In fact, my mom let me fail all over town as I was free to ride my bike alone throughout Coma–something that seems lost to the dustbin of history.
Robert promised to protect Jimmy so steered my hip hop-blasting hooptie ride toward the store.
I pulled in to Bob’s Mart beside a Dodge Dart, which was full of teen boys staring open-mouthed at the hooptie Suburban blasting “Gangsta Paradise.”
As I walked past I could hear the boys laughing. When I turned around to look and realized my sun dress was caught in the back seam of my granny panties I did what any gangster mom would do and flashed them the international mom sign of “shhh.“
Back at the farmhouse Robert sat on the porch with Johnny (7 years old) reading Shel Silverstein’s “Where the Sidewalk Ends.”
“Where’s Jimmy?” I asked.
“I let him go.” said Robert.
“You did what?!”I was running back to my car as he yelled “you should let him–“
Robert was drowned out by Gangsta Paradise and my realization that I hate Shel Silverstien because no sidewalk should end. Ever.

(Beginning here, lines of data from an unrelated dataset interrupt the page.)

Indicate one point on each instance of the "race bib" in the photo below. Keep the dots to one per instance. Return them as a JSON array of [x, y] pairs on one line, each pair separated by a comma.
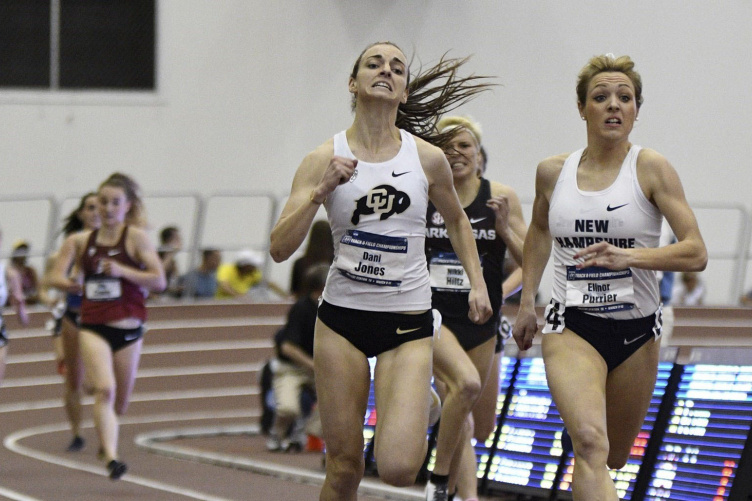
[[373, 259], [103, 289], [447, 273], [600, 289]]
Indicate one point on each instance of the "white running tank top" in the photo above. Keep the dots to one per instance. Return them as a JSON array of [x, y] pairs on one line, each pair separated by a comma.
[[378, 222], [620, 215]]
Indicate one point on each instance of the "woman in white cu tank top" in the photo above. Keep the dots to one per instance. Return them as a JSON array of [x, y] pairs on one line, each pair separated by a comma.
[[604, 274], [397, 173]]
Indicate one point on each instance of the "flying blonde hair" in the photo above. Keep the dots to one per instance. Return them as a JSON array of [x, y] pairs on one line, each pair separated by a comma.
[[449, 123]]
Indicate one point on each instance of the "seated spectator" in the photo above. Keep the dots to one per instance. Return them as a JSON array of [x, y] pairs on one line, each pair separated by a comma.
[[236, 279], [28, 275], [293, 372], [170, 243], [690, 291], [202, 282], [320, 249]]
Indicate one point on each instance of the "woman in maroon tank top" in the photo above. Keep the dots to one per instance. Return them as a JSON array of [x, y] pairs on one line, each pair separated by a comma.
[[120, 264]]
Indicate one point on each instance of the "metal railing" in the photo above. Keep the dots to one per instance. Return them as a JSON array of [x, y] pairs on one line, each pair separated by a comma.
[[233, 220]]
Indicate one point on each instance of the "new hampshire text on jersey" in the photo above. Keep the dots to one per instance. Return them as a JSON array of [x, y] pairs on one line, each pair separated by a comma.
[[593, 226]]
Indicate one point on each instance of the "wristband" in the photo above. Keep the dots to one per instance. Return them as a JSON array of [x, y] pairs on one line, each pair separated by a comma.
[[314, 200]]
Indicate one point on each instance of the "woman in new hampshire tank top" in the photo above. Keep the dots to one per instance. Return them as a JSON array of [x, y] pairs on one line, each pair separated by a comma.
[[601, 208]]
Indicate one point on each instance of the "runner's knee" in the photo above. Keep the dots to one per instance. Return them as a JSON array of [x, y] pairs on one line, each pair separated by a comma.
[[590, 443]]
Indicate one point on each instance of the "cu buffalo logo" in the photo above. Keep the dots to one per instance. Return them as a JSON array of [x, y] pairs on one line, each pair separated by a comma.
[[384, 200]]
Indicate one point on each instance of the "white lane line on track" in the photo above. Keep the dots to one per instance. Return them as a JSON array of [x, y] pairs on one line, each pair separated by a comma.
[[15, 496], [11, 442], [153, 442], [169, 325], [159, 349], [145, 373], [238, 391]]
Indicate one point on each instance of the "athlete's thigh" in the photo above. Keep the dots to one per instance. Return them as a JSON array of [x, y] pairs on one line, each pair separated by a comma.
[[125, 362], [71, 352], [484, 410], [3, 354], [629, 388], [97, 358], [482, 357], [343, 381], [402, 381], [69, 337], [576, 375], [450, 361]]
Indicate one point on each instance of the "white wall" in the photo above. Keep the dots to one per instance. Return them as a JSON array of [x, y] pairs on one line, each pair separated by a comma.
[[246, 88]]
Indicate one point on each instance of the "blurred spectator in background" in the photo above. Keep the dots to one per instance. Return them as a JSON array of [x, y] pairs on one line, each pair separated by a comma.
[[320, 249], [170, 243], [690, 291], [236, 279], [293, 370], [10, 292], [202, 281], [28, 275]]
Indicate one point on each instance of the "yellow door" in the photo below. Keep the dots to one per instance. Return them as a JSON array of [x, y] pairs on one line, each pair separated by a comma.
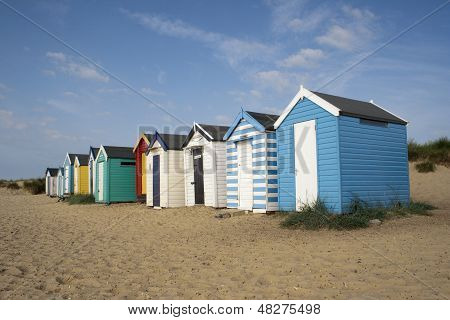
[[144, 173]]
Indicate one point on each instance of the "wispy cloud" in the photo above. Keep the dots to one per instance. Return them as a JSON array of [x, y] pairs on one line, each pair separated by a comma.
[[304, 58], [152, 92], [233, 50], [70, 65], [9, 121], [352, 31]]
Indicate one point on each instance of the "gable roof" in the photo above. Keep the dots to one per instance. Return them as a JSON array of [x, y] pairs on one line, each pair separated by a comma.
[[71, 157], [341, 106], [83, 159], [261, 121], [119, 152], [146, 136], [93, 151], [168, 141], [210, 132], [53, 171], [266, 120]]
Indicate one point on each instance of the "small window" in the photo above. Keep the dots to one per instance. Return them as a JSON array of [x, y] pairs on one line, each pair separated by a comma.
[[125, 163], [373, 123]]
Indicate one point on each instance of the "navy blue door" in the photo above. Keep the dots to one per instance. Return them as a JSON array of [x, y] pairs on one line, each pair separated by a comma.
[[156, 182]]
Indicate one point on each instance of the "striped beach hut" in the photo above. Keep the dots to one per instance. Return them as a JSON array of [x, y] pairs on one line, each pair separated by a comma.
[[91, 168], [60, 183], [115, 175], [165, 171], [51, 181], [81, 174], [139, 150], [205, 166], [339, 149], [68, 173], [252, 162]]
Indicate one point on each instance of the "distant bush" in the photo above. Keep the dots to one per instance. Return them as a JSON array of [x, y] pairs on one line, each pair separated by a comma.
[[437, 151], [81, 199], [317, 216], [13, 186], [35, 186], [426, 166]]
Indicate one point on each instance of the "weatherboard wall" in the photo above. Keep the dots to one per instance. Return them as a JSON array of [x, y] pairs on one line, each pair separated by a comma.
[[264, 167], [374, 162], [328, 170]]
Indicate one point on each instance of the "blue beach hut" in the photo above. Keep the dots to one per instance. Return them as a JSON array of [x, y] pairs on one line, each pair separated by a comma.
[[252, 162], [339, 149]]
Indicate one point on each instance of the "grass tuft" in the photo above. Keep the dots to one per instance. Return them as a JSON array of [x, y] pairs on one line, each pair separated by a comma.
[[317, 216], [35, 186], [81, 199], [426, 166], [12, 186], [436, 152]]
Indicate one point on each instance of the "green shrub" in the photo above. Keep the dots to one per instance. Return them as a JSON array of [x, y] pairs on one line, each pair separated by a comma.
[[13, 186], [438, 151], [35, 186], [426, 166], [317, 216], [81, 199]]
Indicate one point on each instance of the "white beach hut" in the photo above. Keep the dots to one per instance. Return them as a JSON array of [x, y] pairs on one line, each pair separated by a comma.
[[205, 166], [165, 171], [51, 181]]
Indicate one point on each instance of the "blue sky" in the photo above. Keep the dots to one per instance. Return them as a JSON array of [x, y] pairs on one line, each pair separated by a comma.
[[202, 61]]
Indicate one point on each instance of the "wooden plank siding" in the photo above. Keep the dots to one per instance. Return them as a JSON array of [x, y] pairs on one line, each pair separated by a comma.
[[327, 156], [374, 162]]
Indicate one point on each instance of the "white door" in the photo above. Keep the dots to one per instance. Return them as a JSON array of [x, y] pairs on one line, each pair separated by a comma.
[[305, 163], [66, 180], [100, 180], [245, 175]]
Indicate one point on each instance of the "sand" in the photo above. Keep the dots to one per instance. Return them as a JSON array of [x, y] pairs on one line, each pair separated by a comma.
[[51, 250]]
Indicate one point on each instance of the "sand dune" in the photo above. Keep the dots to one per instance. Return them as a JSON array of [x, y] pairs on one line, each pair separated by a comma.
[[51, 250]]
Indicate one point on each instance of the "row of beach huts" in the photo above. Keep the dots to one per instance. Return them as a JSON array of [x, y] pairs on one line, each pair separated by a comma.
[[321, 146]]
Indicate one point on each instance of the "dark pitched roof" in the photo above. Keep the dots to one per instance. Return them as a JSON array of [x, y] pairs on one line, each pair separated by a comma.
[[266, 120], [72, 157], [53, 171], [83, 159], [119, 152], [216, 132], [361, 109], [173, 141], [94, 151]]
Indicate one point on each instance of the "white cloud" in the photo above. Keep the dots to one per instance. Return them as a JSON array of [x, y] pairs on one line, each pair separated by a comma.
[[304, 58], [233, 50], [273, 79], [70, 94], [357, 32], [152, 92], [8, 121], [48, 72], [70, 65]]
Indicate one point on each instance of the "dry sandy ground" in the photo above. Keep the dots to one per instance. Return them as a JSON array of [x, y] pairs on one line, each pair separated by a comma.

I tore down the country road and rounded the corner before slamming the brakes to keep from T-boning a cow in the middle of the road. I jumped out of the gansta mobile trying to figure out how to move a cow when I saw Jimmy coming down the hill on his bike. And he’s fine.
“Hey mom. ‘I’ll race you home.”
And passes me and he’s gone, rounding the corner and heading back toward our house.
And I am standing here alone.
Standing in front of the cow and I realize my sundress has once again tucked in to my granny panties.
“There are no happy endings. Endings are the saddest part, So just give me a happy middle And a very happy start.”